カギは、「仕事のために使われたかどうか」です

 必ず領収書がないとダメかというと、そうでもありません。例えばクレジットカードの明細書も、立派に領収書の代わりになります。ただしそのときカギになるのは、「仕事のために使ったかどうか」ということです。

 例えば夫婦で仕事をしている人。2人がファミリーレストランで食事をしたとします。その日は得意先の人もいなくて、夫婦だけでした。この領収書は、すべて経費で落ちるでしょうか。

 夫婦とも仕事をしているわけですから、ファミレスで仕事の打ち合せをした、ということがきちんと説明が付けば、ほぼ経費になります。しかしメモもなく、会議録もなければ、「家族の夕食」扱いになり、税務調査が入ったときには「これは、仕事で使ったお金じゃないですね」といわれるでしょう。

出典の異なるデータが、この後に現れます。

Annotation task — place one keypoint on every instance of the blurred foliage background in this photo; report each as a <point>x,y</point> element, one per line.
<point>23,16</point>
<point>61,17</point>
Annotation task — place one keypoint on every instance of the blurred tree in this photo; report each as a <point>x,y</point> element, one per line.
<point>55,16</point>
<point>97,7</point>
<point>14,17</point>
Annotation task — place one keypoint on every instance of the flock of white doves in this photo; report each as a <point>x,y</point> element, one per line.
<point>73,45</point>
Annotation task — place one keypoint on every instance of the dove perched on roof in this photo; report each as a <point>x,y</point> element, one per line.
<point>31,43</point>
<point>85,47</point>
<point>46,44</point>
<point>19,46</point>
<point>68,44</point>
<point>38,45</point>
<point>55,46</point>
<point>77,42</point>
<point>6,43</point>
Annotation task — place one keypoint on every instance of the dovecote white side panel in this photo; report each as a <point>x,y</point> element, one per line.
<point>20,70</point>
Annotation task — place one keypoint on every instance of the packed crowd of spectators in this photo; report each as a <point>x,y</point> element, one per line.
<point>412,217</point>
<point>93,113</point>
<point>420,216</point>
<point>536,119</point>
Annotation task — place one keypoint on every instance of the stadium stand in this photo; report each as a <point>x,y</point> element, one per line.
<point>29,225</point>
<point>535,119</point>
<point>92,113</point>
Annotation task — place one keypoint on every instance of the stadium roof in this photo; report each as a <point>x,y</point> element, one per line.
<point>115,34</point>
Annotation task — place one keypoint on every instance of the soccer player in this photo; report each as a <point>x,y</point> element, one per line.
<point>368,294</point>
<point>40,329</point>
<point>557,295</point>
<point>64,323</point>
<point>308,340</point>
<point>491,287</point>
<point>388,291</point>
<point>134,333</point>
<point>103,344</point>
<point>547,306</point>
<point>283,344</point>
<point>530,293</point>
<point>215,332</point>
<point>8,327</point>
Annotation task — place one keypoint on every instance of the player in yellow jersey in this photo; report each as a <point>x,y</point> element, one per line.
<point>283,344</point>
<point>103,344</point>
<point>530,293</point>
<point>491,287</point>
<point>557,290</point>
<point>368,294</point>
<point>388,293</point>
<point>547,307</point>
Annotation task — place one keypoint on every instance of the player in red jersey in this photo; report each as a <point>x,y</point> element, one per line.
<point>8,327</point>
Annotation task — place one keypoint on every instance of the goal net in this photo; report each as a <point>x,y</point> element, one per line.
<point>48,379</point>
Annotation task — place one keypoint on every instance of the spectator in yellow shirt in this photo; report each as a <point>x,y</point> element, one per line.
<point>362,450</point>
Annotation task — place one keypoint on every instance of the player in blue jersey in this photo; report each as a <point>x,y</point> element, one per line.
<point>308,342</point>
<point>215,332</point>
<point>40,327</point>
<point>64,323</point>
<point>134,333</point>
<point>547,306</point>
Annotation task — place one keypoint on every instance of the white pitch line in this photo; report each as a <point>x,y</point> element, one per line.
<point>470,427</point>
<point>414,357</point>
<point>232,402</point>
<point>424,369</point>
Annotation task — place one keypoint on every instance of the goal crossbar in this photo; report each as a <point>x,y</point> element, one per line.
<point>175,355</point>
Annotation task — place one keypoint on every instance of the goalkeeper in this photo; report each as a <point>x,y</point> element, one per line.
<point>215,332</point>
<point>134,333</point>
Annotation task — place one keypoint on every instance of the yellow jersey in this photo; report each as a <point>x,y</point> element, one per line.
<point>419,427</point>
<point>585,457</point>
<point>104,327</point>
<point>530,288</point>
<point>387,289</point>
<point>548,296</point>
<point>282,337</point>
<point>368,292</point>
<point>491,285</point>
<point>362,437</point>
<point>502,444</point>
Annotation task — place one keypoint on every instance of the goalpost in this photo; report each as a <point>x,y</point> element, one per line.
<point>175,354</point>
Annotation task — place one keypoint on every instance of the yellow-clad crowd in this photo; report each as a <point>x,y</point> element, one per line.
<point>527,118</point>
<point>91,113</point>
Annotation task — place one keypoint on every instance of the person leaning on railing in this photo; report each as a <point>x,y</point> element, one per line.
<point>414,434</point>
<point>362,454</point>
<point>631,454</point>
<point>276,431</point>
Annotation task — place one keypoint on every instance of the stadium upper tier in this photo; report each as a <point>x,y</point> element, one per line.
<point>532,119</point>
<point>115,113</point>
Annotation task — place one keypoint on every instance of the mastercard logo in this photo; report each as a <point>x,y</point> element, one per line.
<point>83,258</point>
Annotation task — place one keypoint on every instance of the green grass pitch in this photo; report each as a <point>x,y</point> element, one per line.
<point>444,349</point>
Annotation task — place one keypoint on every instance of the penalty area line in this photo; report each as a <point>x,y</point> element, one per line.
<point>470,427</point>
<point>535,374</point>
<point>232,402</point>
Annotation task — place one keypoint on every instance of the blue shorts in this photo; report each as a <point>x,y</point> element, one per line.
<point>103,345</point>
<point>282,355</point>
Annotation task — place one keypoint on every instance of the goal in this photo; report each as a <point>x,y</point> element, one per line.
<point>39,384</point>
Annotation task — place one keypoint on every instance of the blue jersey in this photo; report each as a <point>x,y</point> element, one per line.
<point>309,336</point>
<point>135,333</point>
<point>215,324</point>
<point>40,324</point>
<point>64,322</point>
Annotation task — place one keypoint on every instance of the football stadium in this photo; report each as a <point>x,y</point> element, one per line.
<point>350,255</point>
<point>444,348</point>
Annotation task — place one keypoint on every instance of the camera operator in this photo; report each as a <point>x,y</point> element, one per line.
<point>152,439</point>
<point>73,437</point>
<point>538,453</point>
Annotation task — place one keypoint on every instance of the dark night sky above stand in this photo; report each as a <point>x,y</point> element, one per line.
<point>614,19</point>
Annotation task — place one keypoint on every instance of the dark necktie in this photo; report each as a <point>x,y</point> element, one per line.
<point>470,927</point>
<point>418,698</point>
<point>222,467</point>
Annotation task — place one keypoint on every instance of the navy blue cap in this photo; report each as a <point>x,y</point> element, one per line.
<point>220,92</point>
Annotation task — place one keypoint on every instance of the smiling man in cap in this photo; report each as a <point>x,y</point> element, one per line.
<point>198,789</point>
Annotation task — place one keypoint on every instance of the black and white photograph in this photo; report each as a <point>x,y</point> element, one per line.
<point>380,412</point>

 すべての領収書は経費で落ちます。しかし、「仕事で使ったという立証」が必要というただし書きが付くのです。立証の方法は、職種や業種、規模などによってケース・バイ・ケースです。本連載の基となった書籍『経費で落ちるレシート・落ちないレシート』では、そのレシートが経費で落ちるのかどうかという点についてさまざまな角度から見ています。

 例えば、領収書の出ない「交通費」はどうするのか。出版関係の仕事をしている人が買った「書籍」は、どんな本でも経費になるのか。レジスターから出てくる、通称「レシート」と、手書きの領収書のどっちがいいのか……などなど、いろいろなケースがあるのです。